2. Superfluid Helium Seems to Defy Physics
We already touched on Absolute Zero as a concept, but what these ultra low temperatures can do is also a marvel of chemistry. Few things get weirder than helium when it’s cooled down to near Absolute Zero. When you bring it to 3.2 degrees above that temperature, helium changes from a gas to a liquid. It becomes what scientists call a superfluid and they’re not using that term lightly. Superfluid helium basically laughs in the face of what most people think they know of science.

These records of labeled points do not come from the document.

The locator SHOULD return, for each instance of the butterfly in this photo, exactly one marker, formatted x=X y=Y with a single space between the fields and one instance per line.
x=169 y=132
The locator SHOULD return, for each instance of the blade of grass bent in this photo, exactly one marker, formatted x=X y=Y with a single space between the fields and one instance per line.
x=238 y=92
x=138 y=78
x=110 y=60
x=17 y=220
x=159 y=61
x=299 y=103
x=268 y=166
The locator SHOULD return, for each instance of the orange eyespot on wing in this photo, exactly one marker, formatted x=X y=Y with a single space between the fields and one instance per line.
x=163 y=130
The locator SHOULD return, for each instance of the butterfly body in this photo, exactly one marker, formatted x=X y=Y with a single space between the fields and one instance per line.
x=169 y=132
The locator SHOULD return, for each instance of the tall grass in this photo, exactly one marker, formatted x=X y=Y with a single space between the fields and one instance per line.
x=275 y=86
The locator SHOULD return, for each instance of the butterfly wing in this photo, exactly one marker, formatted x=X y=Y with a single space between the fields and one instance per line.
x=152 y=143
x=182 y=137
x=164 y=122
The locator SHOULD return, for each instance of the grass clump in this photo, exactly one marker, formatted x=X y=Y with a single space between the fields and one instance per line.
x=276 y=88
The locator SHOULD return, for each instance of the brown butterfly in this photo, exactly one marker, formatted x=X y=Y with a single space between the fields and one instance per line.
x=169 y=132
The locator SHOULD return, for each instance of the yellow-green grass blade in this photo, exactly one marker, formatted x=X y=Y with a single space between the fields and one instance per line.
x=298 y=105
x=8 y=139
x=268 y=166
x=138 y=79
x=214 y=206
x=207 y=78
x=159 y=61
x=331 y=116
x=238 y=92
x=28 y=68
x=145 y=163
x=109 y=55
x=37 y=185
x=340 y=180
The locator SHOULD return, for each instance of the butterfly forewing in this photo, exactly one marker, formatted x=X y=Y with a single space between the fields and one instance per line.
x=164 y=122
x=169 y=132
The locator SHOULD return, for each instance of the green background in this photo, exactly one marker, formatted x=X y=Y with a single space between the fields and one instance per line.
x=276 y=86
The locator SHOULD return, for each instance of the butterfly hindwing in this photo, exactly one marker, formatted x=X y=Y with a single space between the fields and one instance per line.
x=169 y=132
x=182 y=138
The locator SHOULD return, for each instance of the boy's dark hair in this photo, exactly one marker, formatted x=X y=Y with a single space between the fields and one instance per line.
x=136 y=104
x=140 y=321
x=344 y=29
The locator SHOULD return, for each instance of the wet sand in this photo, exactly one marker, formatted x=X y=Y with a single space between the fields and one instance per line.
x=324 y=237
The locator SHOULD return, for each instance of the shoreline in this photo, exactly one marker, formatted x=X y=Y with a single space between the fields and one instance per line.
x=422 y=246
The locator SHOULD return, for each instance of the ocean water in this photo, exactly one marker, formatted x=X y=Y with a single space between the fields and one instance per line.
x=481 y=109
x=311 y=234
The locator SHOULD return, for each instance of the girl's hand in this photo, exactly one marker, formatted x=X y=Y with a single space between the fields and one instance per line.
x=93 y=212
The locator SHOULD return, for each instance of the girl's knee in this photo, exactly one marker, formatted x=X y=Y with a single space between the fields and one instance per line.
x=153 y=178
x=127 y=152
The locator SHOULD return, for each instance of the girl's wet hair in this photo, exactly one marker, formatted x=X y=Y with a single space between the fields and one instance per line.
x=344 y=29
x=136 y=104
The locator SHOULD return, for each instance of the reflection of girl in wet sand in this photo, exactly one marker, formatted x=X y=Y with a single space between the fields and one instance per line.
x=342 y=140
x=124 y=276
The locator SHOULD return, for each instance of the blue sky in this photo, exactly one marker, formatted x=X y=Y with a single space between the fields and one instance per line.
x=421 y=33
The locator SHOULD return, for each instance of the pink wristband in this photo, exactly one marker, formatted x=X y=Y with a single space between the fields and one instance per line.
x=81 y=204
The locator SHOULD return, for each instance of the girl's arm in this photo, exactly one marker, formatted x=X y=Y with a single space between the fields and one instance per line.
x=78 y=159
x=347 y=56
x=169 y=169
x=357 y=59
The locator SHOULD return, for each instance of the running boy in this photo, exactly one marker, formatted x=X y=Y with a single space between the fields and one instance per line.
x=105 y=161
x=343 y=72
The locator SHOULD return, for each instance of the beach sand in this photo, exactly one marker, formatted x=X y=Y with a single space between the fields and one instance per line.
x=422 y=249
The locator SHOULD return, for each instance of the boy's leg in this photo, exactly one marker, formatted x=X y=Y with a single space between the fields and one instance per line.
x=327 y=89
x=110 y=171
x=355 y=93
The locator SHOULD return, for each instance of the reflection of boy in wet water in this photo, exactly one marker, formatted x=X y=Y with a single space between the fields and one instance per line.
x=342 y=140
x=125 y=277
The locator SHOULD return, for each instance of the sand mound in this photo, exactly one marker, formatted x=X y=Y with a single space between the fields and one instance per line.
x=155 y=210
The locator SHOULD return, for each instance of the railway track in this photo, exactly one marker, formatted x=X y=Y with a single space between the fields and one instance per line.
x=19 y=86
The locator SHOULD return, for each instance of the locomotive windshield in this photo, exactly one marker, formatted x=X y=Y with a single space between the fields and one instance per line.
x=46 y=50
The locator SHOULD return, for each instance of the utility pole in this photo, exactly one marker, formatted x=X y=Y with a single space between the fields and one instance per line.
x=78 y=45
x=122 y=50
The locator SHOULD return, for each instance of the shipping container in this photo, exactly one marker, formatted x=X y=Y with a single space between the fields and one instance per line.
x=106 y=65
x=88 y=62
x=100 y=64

In liquid form, helium is able to flow upward. It will climb right up the side of containers that are used to hold it. Spin it in a circle and it will spin for eternity, no longer trapped by the slowing effects of things like friction. Ironically, if you rotate just the container, the liquid will stay still inside. This is what makes it “super” in the chemical use of the word. It flows without resistance. The liquid has no entropy or viscosity. It can even pass through membranes that otherwise seem solid.
Superfluid helium’s weird properties are thanks to something called Bose-Einstein condensation. In simple terms, that means, at ultra low temperatures, the atoms all overlap so much it’s like making one big, single atom. Everything works together to give it unique properties you can’t find in matter where the atoms are all still acting as individuals. And, lucky for us, it can actually be observed in lab conditions.
1. Pencil Lead and Diamonds are Chemically Identical
One diamond carat equals 200 milligrams. One gram of diamond would be worth around $36,000. This wouldn’t be a pristine and valuable diamond, either. This is just a basic, bargain diamond. A metric ton of graphite, that stuff you find in pencils, will cost you about $690 US. Suffice it to say, diamonds cost a heck of a lot more than graphite. The reason this is in any way interesting is that, chemically, graphite and diamond are the exact same thing. Both are made of pure carbon and nothing else.
The reason diamond and the tip of your pencil can be the same thing is one of the quirks of chemistry that makes it so interesting. It’s not enough that the atoms inside of a substance are the same, they need to be organized the same way. It’s like making eggs for breakfast. You could poach an egg, fry an egg or scramble an egg and get three very different-looking meals without ever adding a new ingredient. Carbon is kind of the same.
Atoms of carbon in a diamond are bonded in tetrahedral structures. Every atom attaches to four more atoms. This three-dimensional arrangement is the secret to the strength of a diamond. Graphite, on the other hand, forms in sheet-like layers where the atoms are bonded to three other atoms at the corners to make hexagons.
The difference in structure makes graphite much softer. Soft enough that it flakes off on paper and can even be used as a lubricant. Well, that and a lot of money.